Unicode (utf-8) with git-bash

Hannes picture Hannes · May 18, 2012 · Viewed 61.9k times · Source

I'm having some trouble getting unicode to work for git-bash (on windows 7). I have tried many things without success. Although, I'm not quite sure what is responsible to for this so i might be working in the wrong direction.

It really seems this should be possible as the encoding for cmd.exe can be changed to unicode with 'chcp 65001'.

Here are some things I've tried (besides the obvious of looking through the configuration options in the GUI).

  1. Setting environment variables in '.bashrc'. I guess it makes sense this doesn't work since i think it's a linux thing. The 'locale' command does not exist.

    export LC_ALL=en_US.UTF-8
    export LANG=en_US.UTF-8
    export LANGUAGE=en_US.UTF-8
    
  2. Starting out in cmd.exe, changing the encoding to unicode with 'chcp 65001' and then starting up git-bash. This causes me to get a permission denied when trying to cat my unicode test file. However, catting a file without unicode works just fine. As demonstrated, dropping back out to cmd.exe i can still "cat" the file.
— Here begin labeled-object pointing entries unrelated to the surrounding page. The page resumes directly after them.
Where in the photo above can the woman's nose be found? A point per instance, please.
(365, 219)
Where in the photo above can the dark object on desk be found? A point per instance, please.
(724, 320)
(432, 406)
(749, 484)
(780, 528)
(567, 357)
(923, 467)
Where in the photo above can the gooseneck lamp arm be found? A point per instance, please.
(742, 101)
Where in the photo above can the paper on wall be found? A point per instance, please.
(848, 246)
Using my default encoding (437) i can cat the file in bash (no permission denied but the output is fudged).

    S:\>chcp 65001
    Active code page: 65001
    S:\>"C:\Program Files (x86)\Git\bin\sh.exe" --login -i
    zarac@TOWELIE /z
    cat /s/unicode.txt
    cat: write error: Permission denied
    zarac@TOWELIE /z
    cat /s/nounicode.txt
    abc
    zarac@TOWELIE /z
    L /s/unicode.txt
    -rw-r--r--    1 zarac    Administ        7 May 18 10:30 /s/unicode.txt
    zarac@TOWELIE /z
    whoami
    towelie\zarac
    zarac@TOWELIE /z
    exit
    Z:\>type S:\unicode.txt
    abc£
    
  3. Using the /U flag when starting the shell (makes sense that it doesn't work because it's not quite what it's for if-i-understand-correctly, but it has to do with unicode so i tried it).
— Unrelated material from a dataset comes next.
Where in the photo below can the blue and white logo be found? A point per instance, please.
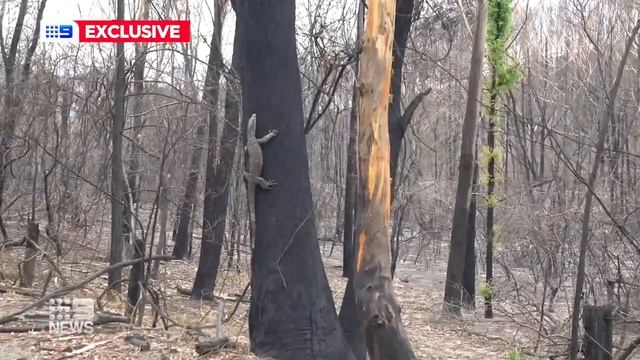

    C:\Windows\SysWOW64\cmd.exe /U /C "C:\Program Files (x86)\Git\bin\sh.exe" --login -i
    
  4. As I prefer to use Console2, I've tried adding a dword value named CodePage with the value 65001 (decimal) to the windows registry under [HKEY_CURRENT_USER\Console] as well as [HKEY_CURRENT_USER\Console\Git Bash]. This seems to have the same effect as setting 'chcp 65001' accept that it's "automatic". (http://stackoverflow.com/questions/379240/is-there-a-windows-command-shell-that-will-display-unicode-characters)

  5. JPSoft's TCC/LE

  6. PowerCMD

  7. stackoverflow

  8. duckduckgo

  9. ixquick / google

So, method 2 seems viable if that permission issue can be fixed. However, I'm open to pretty much any solution although i prefer if i can use Console2 (due mostly to it's nifty tab feature). Perhaps one solution would be to setup an SSH server and then use Putty/Kitty to connect to it, but that's just wrong! ; )
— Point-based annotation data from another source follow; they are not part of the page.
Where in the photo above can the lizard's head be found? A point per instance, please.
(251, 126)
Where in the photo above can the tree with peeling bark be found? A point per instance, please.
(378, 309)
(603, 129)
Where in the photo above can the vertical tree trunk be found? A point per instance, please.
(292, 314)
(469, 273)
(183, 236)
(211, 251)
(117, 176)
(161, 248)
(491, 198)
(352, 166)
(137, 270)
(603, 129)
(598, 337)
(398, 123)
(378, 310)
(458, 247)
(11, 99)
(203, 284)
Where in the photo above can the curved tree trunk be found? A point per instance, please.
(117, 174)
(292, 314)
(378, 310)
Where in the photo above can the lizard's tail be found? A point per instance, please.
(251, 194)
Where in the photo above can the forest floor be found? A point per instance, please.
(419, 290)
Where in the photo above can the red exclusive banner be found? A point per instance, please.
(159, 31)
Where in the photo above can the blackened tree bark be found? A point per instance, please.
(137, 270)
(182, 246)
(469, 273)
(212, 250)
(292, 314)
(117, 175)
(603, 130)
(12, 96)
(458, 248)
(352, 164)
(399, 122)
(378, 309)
PS. Is there any official documentation for git-bash?

Answer

nkatsar picture nkatsar · Apr 18, 2016

I faced the same issue in MSYS Git 2.8.0 and as it turned out it just needed changing the configuration.

$ git --version

git version 2.8.0.windows.1

The default configuration of Git Bash console in my system did not show Greek filenames.

$cd ~

$ls

AppData/
'Application Data'@
Contacts/
Cookies@
Desktop/
Documents/
Downloads/
Favorites/
Links/
'Local Settings'@
NTUSER.DAT
.
.
.
''$'\316\244\316\261'' '$'\316\255\316\263\316\263\317\201\316\261\317\206\316\254'' '$'\316\274\316\277\317\205'@

The last line should display "Τα έγγραφά μου", the greek translation of "My Documents". In order to fix it I followed the below steps:

  1. Check your existing locale configuration

    $locale
    
    LANG=en
    LC_CTYPE="C"
    LC_NUMERIC="C"
    LC_TIME="C"
    LC_COLLATE="C"
    LC_MONETARY="C"
    LC_MESSAGES="C"
    LC_ALL=
    

    As shown above, in my case it was not UTF-8

  2. Change the locale to a UTF-8 encoding. Click the icon on the left side of MINGW title bar, select "Options" and in the "Text" category choose "UTF-8" Character set. You should also choose a unicode font, such as the default "Lucida Console". My configuration looks as following: MinGW locale configuration

  3. Change the language for the current window (no need to do this on future windows, as they will be created with the settings of step 2)

     $ LANG='C.UTF-8'
    
  4. The ls command should now display properly

    AppData/
    'Application Data'@
    Contacts/
    Cookies@
    Desktop/
    Documents/
    Downloads/
    Favorites/
    Links/
    'Local Settings'@
    NTUSER.DAT
    .
    .
    .
    'Τα έγγραφά μου'@